- Directed by: Patrick O'Dell
- Based on: Big Brother by Steve Rocco
- Produced by: Sean Cliver
- Starring: Bam Margera; Steve-O; Johnny Knoxville; Spike Jonze; Jeff Tremaine; Tony Hawk; Rob Dyrdek; Dave Carnie; Chris Nieratko; Chad Muska; Jonah Hill; Gavin McInnes; Heather Dixon; Andy Roy; Steve Rocco; Ronnie James Dio; Larry Flynt;
- Edited by: Seth Casriel
- Music by: Brendan Canty
- Production company: Gorilla Flicks
- Distributed by: Hulu
- Release date: June 3, 2017;
- Running time: 79 minutes
- Country: United States
- Language: English

= Dumb: The Story of Big Brother Magazine =

2017 American documentary film

Dumb: The Story of Big Brother Magazine is an American documentary film that premiered on Hulu on June 3, 2017. Directed by Patrick O'Dell, it explores the rise and fall of the skateboarding magazine Big Brother.

== Synopsis ==
"A look at the rise and fall of the subversive skateboarding magazine Big Brother, which rose to prominence in the mid-1990s and had a profound effect on the skating subculture with its unfiltered approach."

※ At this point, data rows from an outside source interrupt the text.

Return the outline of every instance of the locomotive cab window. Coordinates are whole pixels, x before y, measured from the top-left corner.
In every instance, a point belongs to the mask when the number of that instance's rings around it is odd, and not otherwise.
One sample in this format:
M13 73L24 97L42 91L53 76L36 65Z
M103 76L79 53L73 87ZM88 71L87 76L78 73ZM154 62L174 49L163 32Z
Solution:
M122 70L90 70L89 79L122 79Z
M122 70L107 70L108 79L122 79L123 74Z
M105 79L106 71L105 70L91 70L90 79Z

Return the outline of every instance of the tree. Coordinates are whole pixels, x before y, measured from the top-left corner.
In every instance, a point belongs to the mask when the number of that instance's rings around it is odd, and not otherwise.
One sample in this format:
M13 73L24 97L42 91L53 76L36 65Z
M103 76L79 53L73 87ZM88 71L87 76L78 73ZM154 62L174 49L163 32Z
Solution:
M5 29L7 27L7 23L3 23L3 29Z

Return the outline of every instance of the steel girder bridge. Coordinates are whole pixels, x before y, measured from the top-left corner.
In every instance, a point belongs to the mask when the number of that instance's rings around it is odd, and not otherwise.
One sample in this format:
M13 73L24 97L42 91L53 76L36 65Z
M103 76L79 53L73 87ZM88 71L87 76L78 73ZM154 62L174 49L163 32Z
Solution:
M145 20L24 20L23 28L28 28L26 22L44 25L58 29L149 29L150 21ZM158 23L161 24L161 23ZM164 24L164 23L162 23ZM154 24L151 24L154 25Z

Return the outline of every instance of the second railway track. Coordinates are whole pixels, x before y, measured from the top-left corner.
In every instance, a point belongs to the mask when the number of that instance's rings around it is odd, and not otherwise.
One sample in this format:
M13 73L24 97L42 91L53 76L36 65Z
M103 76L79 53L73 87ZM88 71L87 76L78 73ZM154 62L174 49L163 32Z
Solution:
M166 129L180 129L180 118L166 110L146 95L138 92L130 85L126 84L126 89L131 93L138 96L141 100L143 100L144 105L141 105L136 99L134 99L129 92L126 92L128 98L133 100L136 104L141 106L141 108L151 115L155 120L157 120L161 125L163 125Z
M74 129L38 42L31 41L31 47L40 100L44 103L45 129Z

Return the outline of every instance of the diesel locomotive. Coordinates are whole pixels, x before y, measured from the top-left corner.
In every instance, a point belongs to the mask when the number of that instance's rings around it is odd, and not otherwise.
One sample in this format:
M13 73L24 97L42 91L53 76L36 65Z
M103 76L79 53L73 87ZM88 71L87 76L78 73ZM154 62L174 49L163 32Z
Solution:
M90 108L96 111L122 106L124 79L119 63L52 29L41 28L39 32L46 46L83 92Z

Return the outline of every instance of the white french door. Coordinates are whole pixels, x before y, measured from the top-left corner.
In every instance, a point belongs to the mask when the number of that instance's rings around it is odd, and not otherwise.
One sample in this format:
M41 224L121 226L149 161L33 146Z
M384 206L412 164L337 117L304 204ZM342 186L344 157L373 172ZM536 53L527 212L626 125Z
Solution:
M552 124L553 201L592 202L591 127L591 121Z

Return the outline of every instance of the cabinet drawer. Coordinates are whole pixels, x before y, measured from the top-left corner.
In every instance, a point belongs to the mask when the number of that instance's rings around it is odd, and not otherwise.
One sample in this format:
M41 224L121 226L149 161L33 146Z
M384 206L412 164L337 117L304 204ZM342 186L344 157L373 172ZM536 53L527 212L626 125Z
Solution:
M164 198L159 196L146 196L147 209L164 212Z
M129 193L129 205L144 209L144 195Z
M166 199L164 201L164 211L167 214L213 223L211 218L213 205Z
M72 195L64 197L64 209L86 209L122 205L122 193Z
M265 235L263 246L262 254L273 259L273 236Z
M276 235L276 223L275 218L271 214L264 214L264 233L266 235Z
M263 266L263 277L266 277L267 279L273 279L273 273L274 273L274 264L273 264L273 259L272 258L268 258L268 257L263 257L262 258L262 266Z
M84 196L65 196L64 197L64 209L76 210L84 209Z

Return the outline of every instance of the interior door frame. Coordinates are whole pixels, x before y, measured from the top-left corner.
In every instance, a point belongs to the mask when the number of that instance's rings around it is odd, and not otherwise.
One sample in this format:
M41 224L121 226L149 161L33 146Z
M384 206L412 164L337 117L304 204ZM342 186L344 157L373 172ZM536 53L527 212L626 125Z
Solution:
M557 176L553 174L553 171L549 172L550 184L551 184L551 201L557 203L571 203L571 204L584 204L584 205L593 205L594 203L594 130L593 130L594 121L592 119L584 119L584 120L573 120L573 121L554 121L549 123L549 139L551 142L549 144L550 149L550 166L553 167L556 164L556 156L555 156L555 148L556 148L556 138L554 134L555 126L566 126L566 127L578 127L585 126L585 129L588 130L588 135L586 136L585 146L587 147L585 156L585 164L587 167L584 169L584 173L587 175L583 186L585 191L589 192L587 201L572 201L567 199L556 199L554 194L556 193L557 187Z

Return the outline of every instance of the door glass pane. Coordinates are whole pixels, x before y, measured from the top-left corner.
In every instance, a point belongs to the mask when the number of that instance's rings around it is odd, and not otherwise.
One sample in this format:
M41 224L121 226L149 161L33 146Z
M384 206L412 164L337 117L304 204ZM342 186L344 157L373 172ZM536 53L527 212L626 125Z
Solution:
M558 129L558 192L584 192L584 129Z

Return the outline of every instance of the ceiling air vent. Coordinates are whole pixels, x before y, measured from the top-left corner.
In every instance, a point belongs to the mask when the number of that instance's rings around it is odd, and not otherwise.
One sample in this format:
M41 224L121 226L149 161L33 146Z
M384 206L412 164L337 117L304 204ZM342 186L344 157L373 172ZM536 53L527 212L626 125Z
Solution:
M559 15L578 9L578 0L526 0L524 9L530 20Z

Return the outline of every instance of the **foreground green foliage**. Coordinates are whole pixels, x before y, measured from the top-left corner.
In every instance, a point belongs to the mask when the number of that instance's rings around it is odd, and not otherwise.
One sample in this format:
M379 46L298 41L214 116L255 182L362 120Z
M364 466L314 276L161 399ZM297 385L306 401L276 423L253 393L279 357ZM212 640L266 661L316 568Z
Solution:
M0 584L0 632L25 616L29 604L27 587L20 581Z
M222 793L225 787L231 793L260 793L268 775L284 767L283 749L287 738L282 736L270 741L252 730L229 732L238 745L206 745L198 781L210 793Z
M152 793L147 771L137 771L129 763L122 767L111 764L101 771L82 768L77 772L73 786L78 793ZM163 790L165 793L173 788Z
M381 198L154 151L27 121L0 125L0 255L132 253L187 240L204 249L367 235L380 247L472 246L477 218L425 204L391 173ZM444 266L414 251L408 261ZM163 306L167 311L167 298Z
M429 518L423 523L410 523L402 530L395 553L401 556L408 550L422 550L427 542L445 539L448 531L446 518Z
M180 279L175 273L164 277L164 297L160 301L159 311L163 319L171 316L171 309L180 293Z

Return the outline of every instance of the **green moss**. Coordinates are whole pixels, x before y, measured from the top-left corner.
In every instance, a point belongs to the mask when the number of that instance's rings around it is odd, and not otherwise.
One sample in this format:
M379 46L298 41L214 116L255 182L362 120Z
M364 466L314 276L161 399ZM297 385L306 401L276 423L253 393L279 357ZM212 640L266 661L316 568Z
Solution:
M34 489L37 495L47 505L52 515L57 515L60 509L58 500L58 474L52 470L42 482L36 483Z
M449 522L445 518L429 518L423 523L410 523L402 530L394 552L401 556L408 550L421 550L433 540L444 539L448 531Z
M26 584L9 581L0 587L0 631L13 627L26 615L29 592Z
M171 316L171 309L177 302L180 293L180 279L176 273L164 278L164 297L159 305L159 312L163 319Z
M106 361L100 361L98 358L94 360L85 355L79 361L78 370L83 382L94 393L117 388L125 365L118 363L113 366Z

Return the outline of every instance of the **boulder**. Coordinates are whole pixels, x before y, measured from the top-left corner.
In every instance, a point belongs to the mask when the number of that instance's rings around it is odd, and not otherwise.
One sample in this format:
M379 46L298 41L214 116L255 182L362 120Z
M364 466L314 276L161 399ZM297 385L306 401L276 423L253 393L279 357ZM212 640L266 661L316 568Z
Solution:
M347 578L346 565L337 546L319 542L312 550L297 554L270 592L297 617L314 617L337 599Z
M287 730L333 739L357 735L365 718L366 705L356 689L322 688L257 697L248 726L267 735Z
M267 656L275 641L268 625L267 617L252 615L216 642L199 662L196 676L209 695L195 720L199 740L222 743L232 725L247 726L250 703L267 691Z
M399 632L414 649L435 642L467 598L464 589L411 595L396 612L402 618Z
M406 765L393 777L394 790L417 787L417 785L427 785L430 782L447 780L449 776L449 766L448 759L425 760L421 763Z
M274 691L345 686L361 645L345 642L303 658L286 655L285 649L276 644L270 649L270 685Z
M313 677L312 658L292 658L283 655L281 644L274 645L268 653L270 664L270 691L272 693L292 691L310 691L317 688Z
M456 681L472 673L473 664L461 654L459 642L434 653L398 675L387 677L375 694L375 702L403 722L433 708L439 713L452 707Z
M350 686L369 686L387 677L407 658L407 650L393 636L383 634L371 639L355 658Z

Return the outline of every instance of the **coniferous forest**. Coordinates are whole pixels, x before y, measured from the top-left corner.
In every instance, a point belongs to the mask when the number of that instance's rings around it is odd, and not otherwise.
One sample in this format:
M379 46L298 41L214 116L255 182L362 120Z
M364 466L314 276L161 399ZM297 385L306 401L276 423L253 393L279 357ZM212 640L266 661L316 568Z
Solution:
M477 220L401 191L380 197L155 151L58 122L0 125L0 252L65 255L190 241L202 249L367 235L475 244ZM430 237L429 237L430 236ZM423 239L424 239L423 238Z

== Premise and persons featured ==
The documentary chronicles the origin, creation, controversies, decline, cancellation and eventual legacy and friendships developed in the publication of the skateboard magazine Big Brother by tracking its evolution from a printed publication into home video releases and its eventual evolution into more successful fringe skateboard culture endeavors like CKY, Jackass, Ridiculousness and other TV and movie endeavors that continue being made. It features interviews from creators and editors Spike Jonze and Jeff Tremaine; prominent skateboarders Tony Hawk, Rob Dyrdek and Natas Kaupas; former subscribers and media personalities attracted to the magazine Jason Lee, Jonah Hill and Gavin McInnes; and related skate culture personalities Bam Margera, Steve-O and Johnny Knoxville.

== Reception ==
Dumb: The Story of Big Brother Magazine has received positive reviews from critics. On Rotten Tomatoes, it holds a 100% approval rating with an average rating of 6.3 out of 10 based on five reviews.